In accordance with point 8.6.1 and 8.6.2, column 1 and column 2 of Annexes VIII and IX respectively, of Regulation (EC) No. 1907/2006, testing for this endpoint should be performed using an appropriate route of exposure. A 28 day and 90 day oral study have been submitted to fulfil the subacute and subchronic toxicity of the registered substance. Exposure via the oral route is considered to be the most appropriate route of exposure as the physical chemical properties such as the physical state (liquid at room temperature and pressure) and vapour pressure (< 0.0015 Pa at 20 °C) indicate that exposure via inhalation is unlikely. Testing for this endpoint via the inhalation route is therefore omitted on this basis.

DERMAL TOXICITY

In accordance with point 8.6.1 and 8.6.2, column 1 and column 2 of Annexes VIII and IX respectively, of Regulation (EC) No. 1907/2006, testing for this endpoint should be performed using an appropriate route of exposure. Subacute and subchronic toxicity have already been sufficiently addressed in a 28 day and 90 day oral toxicity study submitted on the registered substance. Furthermore, findings from acute dermal toxicity testing indicate no grounds for concern. Repeated dose testing via the dermal route has therefore been omitted.
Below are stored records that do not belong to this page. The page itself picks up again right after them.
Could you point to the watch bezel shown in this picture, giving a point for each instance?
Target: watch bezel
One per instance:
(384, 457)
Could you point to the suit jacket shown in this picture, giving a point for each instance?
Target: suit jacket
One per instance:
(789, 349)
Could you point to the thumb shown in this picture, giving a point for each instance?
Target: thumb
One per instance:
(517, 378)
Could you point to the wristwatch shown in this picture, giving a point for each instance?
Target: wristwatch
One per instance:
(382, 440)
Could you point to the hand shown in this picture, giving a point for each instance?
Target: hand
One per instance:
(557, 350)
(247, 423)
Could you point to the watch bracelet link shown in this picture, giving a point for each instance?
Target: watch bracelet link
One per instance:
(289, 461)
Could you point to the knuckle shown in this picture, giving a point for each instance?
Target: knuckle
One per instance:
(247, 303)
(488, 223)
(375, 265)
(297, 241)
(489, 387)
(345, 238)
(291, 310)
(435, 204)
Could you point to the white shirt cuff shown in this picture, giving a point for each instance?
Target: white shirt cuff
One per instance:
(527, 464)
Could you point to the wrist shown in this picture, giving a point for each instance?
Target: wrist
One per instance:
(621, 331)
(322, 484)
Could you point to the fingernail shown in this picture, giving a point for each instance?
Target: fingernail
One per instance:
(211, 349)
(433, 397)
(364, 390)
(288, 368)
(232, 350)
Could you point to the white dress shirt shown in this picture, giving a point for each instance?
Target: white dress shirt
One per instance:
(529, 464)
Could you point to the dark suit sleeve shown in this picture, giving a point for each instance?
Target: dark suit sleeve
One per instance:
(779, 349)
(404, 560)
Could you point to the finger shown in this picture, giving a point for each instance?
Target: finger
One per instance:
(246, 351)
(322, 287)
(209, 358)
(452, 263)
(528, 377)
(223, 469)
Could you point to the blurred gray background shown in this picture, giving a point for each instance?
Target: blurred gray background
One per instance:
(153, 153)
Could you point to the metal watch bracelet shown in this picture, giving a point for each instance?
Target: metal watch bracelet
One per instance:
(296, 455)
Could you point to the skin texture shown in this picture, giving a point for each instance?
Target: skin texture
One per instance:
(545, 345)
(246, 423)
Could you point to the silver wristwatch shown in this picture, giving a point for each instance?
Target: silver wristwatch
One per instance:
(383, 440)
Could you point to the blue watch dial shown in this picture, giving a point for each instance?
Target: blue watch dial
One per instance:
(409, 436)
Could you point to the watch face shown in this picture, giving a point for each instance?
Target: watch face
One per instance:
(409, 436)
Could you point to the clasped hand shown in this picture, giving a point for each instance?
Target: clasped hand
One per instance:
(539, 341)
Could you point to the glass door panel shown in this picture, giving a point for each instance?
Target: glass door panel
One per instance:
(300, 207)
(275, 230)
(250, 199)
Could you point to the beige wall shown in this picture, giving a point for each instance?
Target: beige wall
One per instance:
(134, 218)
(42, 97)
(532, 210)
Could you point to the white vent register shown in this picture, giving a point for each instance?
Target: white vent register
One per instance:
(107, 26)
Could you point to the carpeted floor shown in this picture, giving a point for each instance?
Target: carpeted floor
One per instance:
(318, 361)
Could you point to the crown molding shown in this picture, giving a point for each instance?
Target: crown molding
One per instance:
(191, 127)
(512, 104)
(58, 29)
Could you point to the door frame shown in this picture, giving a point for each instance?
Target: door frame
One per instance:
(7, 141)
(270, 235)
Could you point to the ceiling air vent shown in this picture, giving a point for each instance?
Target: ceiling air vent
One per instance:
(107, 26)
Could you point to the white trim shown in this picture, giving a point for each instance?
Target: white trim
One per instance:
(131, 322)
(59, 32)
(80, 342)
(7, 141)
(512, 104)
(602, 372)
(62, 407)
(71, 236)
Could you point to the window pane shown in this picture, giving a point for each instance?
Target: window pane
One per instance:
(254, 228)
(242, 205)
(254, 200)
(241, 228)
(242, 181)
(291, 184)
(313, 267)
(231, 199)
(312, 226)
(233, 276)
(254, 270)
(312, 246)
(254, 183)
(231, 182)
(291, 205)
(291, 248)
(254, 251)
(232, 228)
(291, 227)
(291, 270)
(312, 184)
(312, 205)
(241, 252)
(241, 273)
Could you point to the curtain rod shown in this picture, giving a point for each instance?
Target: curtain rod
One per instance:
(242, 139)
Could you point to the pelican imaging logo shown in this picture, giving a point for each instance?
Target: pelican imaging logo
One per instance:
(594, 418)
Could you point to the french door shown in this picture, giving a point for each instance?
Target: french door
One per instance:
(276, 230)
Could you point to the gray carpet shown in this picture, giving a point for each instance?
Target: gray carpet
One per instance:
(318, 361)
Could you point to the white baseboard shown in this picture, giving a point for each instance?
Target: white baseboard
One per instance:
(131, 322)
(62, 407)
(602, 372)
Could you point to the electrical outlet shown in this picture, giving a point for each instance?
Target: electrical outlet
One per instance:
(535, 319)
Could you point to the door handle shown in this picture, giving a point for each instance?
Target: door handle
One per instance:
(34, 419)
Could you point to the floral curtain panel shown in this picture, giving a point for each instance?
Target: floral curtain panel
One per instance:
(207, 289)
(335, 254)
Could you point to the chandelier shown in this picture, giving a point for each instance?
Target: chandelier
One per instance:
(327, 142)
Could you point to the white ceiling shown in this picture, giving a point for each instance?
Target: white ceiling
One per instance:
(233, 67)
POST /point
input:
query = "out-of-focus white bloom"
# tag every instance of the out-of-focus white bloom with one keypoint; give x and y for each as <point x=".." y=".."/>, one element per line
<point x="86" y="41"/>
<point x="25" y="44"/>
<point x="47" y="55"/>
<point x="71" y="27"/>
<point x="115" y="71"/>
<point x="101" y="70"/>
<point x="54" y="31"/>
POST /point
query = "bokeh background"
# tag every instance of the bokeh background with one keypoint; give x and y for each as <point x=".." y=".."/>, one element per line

Justification for selection of repeated dose toxicity via oral route - systemic effects endpoint:
The repeat dose toxicity of the registered substance (2,2'-Methylenebis(6-nonyl-p-cresol)) was determined in a 90 day oral toxicity study conducted in accordance with generally accepted scientific in compliance with agreed protocols. The study was reported to a good standard with a sufficient level of detail to assess the quality of the submitted data. The study was assigned a reliability score of 1 in line with the principles for assessing data quality as defined by Klimisch (1997).

Justification for selection of repeated dose toxicity inhalation - systemic effects endpoint:
A data waiver has been submitted to address this endpoint.

Justification for selection of repeated dose toxicity inhalation - local effects endpoint:
A data waiver has been submitted to address this endpoint.

Justification for selection of repeated dose toxicity dermal - systemic effects endpoint:
A data waiver has been submitted to address this endpoint.

Justification for selection of repeated dose toxicity dermal - local effects endpoint:
A data waiver has been submitted to address this endpoint.

Justification for classification or non-classification

According to the criteria outlined in Regulation (EC) No. 1272/2008 and Directive 67/548/EEC, this substance does not meet the criteria for classification for repeated dose toxicity.